The National profiles artist Mohamed Kanoo:
Pop art Arab-style is what Kanoo is good at. A longtime fan of Andy Warhol, his first attempt at art, in 1989, in the spirit of “how difficult can it be?”, was a combination of the polarised colour palettes of Warhol and the giant projections of Roy Lichtenstein.
“I liked Andy Warhol, I liked his style, so it was a question of how do I recreate that?” explains Kanoo. “Andy Warhol had this silkscreen process, but I could not get the materials here, and I said I have to have fun with this and create it myself. And I found Roy Lichtenstein who took these comic books and then projected them, drew them and painted them, and I said, well I can do that. So I merged the two and ended up with Andy Warhol style but hand-painted.” [ . . . ]
Influenced by the likes of Louise Bourgeois’s giant spider or the massive minimalist sculptures of Richard Serra, the huge installation was designed on a scale that would make it worth taking to the galleries of the world, spreading the information that the Arabic world does, indeed, have a contemporary art scene. Kanoo cites the Georges Pompidou in Paris, the Hamburger Bahnhof Museum in Berlin, The Tate Modern in London and the Guggenheims of New York and Bilbao as the places where he would like to see his work displayed. [ . . . ]
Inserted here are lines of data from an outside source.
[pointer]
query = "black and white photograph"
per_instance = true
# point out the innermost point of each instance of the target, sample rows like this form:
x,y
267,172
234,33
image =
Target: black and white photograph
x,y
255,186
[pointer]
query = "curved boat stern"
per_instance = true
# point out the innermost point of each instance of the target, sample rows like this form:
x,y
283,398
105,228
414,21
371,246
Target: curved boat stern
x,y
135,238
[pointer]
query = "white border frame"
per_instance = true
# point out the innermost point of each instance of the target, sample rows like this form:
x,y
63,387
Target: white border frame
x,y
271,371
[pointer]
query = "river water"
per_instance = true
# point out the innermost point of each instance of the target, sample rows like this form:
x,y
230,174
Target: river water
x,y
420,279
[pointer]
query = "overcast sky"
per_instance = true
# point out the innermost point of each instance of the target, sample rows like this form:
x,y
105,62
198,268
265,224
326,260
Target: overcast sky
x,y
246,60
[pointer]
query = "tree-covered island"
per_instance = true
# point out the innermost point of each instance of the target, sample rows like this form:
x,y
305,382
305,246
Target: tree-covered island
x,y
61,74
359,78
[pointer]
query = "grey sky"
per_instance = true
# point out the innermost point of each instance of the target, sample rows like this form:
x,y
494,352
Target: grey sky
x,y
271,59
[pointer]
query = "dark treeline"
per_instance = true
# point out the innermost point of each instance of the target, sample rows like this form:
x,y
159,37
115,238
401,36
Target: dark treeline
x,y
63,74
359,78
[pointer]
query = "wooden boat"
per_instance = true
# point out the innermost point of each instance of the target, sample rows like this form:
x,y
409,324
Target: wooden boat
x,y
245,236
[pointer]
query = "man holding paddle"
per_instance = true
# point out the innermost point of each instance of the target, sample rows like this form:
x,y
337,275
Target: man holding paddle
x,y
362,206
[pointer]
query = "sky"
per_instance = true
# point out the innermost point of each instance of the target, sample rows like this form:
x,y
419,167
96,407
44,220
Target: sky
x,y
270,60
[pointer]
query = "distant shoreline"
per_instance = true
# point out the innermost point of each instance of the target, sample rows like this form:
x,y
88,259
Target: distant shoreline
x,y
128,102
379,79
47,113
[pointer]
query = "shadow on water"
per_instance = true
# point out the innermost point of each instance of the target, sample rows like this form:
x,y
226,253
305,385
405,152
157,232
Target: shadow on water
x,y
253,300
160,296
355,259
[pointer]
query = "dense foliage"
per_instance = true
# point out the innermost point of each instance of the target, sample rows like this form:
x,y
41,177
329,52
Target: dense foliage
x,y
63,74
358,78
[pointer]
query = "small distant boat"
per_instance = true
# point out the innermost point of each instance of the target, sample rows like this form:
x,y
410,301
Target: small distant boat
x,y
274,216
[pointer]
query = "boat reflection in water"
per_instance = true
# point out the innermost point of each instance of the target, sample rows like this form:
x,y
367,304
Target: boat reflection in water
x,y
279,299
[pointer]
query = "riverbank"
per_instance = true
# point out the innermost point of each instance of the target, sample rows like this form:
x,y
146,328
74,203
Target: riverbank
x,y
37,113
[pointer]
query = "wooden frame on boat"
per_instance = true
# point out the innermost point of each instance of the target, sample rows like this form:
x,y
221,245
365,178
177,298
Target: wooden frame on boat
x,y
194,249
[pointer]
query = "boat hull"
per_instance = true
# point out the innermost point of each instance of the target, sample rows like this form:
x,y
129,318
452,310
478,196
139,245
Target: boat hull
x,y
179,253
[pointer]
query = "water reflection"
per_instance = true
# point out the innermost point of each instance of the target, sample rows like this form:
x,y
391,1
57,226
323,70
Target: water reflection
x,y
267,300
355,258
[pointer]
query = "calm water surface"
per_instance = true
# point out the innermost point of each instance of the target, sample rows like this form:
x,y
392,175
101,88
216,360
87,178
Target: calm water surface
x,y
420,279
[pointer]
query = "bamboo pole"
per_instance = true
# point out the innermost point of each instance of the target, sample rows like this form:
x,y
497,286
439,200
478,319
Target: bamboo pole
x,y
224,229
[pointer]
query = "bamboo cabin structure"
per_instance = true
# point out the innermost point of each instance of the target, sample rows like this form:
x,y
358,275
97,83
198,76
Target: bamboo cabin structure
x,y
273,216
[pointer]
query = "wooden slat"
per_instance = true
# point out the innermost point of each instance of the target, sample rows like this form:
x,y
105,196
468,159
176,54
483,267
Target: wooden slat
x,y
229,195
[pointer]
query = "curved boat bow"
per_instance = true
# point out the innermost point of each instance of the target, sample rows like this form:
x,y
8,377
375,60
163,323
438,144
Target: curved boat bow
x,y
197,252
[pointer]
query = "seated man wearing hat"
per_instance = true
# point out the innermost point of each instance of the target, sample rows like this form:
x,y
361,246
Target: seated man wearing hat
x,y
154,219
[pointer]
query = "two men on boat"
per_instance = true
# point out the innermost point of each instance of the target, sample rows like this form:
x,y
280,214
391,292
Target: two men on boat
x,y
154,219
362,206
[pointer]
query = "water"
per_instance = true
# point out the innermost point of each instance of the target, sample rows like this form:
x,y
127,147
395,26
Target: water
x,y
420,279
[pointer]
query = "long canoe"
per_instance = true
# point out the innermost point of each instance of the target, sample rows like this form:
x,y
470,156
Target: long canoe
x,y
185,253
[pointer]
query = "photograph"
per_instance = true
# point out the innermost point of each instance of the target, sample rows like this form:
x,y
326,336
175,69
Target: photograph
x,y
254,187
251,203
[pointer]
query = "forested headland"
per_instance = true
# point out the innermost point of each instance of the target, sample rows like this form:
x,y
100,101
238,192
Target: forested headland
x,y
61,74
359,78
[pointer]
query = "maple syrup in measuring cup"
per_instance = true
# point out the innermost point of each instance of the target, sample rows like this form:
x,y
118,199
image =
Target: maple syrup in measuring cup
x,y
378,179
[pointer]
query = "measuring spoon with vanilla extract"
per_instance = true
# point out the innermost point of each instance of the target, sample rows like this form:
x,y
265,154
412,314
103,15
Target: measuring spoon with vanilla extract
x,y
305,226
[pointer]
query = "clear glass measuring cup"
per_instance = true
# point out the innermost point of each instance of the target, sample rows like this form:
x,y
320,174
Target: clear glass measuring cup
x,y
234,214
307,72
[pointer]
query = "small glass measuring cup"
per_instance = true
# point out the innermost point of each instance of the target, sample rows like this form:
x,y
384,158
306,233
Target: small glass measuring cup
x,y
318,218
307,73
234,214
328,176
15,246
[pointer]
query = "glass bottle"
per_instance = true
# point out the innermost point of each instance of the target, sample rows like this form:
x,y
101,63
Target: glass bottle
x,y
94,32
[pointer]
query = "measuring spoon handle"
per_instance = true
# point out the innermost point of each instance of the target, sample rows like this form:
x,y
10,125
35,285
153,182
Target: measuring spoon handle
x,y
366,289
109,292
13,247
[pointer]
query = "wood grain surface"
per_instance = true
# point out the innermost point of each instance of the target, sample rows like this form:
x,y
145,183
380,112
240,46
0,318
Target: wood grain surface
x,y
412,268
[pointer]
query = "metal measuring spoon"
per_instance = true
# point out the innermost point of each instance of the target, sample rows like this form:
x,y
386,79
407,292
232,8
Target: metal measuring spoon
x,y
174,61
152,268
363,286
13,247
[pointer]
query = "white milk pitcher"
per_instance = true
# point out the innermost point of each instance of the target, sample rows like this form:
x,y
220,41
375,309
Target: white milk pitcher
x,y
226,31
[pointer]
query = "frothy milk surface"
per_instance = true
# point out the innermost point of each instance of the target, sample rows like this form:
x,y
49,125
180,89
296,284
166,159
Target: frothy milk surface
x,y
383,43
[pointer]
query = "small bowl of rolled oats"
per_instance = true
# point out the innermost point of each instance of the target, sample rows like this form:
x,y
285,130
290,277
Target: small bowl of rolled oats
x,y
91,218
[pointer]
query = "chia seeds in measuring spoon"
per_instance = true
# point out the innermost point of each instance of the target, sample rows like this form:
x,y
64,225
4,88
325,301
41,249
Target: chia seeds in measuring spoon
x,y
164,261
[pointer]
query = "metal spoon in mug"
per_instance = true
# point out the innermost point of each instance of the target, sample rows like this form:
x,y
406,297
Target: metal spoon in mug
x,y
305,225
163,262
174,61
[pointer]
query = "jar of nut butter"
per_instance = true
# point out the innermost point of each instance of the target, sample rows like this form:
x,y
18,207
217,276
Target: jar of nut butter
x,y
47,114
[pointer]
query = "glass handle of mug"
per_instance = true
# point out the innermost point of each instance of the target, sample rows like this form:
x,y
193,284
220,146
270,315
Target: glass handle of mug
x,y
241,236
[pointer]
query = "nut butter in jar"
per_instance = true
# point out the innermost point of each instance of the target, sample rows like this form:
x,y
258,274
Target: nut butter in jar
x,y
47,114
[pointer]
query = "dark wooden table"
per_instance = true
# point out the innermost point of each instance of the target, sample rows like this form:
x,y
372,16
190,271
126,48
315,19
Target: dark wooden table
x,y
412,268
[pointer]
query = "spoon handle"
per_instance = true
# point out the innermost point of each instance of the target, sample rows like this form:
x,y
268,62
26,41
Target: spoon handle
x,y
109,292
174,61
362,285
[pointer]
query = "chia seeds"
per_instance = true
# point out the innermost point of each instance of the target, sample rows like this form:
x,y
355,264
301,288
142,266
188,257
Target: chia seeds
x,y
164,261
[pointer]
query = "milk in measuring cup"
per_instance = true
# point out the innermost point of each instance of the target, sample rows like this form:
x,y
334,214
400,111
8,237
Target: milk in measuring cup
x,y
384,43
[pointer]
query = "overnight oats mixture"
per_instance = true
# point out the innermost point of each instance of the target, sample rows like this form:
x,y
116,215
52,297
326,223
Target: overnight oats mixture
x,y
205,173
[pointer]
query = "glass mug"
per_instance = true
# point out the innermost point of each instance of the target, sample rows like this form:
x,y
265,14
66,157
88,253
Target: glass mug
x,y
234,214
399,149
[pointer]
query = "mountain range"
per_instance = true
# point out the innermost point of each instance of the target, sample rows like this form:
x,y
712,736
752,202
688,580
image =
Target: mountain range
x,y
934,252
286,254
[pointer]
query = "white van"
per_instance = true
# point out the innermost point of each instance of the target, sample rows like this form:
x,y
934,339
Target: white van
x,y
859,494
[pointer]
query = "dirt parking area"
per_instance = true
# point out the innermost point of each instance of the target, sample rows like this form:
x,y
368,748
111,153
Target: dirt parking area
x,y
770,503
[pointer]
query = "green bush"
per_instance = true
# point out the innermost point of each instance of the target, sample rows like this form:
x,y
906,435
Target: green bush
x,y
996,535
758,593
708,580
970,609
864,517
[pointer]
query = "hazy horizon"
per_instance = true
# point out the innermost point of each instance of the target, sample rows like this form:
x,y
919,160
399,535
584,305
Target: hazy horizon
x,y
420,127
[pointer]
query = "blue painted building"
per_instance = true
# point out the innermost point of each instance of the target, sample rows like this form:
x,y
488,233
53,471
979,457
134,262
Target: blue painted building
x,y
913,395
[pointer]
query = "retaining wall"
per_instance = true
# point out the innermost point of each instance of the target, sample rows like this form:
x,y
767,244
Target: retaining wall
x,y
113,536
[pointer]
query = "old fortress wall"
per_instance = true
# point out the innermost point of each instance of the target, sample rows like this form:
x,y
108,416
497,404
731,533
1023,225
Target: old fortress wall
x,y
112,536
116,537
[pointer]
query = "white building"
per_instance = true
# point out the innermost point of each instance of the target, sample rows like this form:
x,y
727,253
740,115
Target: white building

This hybrid art that is a mix of contemporary western style and Arabic ideas is, Kanoo insists, part of the global history of art, just the latest movement in a long tradition of East-meets-West visual culture, and he talks knowledgeably and enthusiastically about the mutual influence of Constantinople and Venice before the Renaissance, of Andalucian Spain, of Baghdad, destroyed by the Mongol invasion, the Golden Horde. “It’s like any art,” he says. “The tradition of art history builds on the predecessor. What contemporary Arab art is doing is simply building on the foundations of creating art that exists all over the world but infusing it with an Arab or Islamic culture.”